Tell his manager what he has said!

He won't be working there much longer :lol: :lol:

Total cr4p!!!


----------



## Karcsi (Mar 6, 2003)

But why would he say that? He's a salesman. He should be saying, "Yeh, no problem, loads of room. You never guess who I had back there last week".

I wonder whether he has mixed things up with the latest codswallop legislation coming out of Europe, requiring booster seats for anyone under 6 foot - or something like that (sorry, I'm an Audi salesman :lol: ).


----------



## funky_chilli (Sep 14, 2006)

wow i bet that guy makes plenty of sales!
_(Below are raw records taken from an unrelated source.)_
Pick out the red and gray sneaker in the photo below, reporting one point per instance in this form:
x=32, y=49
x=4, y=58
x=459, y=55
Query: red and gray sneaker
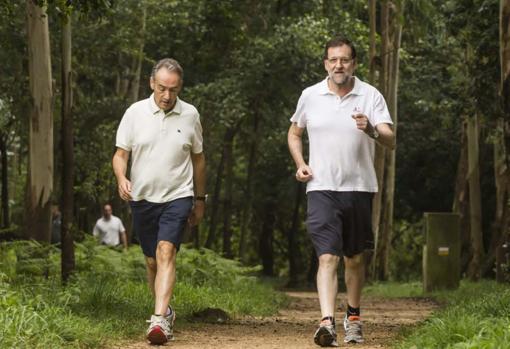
x=352, y=326
x=160, y=331
x=325, y=336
sounds like a load of crap to me
why would any car maker produce a car that u can't sit adults in the back? or anyone over the age of 8? idiocy


----------



## LazyT (Apr 13, 2006)

I'm planning to chauffeur midgets around in my backseat.  However, there aren't any height restrictions that I know of.


----------



## LH0121 (Oct 14, 2006)

Good news then, He said that it was his duty to inform people before they made a purchase as customers would not be very happy to find out after the purchase! Not the best sales pitch I have ever heard to be honest, but the car sales itself, which is probably very lucky.

Would this have come from Audi's insurance brokers?? seems very strange that he would tell me that if he had no instruction to?


----------



## LH0121 (Oct 14, 2006)

Oh I also mentioned that I very occasionally would seat adults in the back.......and he said he wasn't sure if this was legal or not. He couldn't have mixed that up with the requirements for booster seats surely???


----------



## DonaldC (May 7, 2002)

What total nonsense! Sounds like a salesman talking for the sake of talking and not knowing anything to talk about! Prat.

Adults can fit in the back for short journeys as long as they are not too tall. I normally ask the short adult females to get in the back and ask them to take off their shoes first......and then their tops....and then their skirts...... :lol:

Jesting aside, small adults and children are fine for short journeys and ignore that salesman!

Donald


----------



## Philr (Oct 10, 2006)

What is the tallest you can be and fit comforably in the rear?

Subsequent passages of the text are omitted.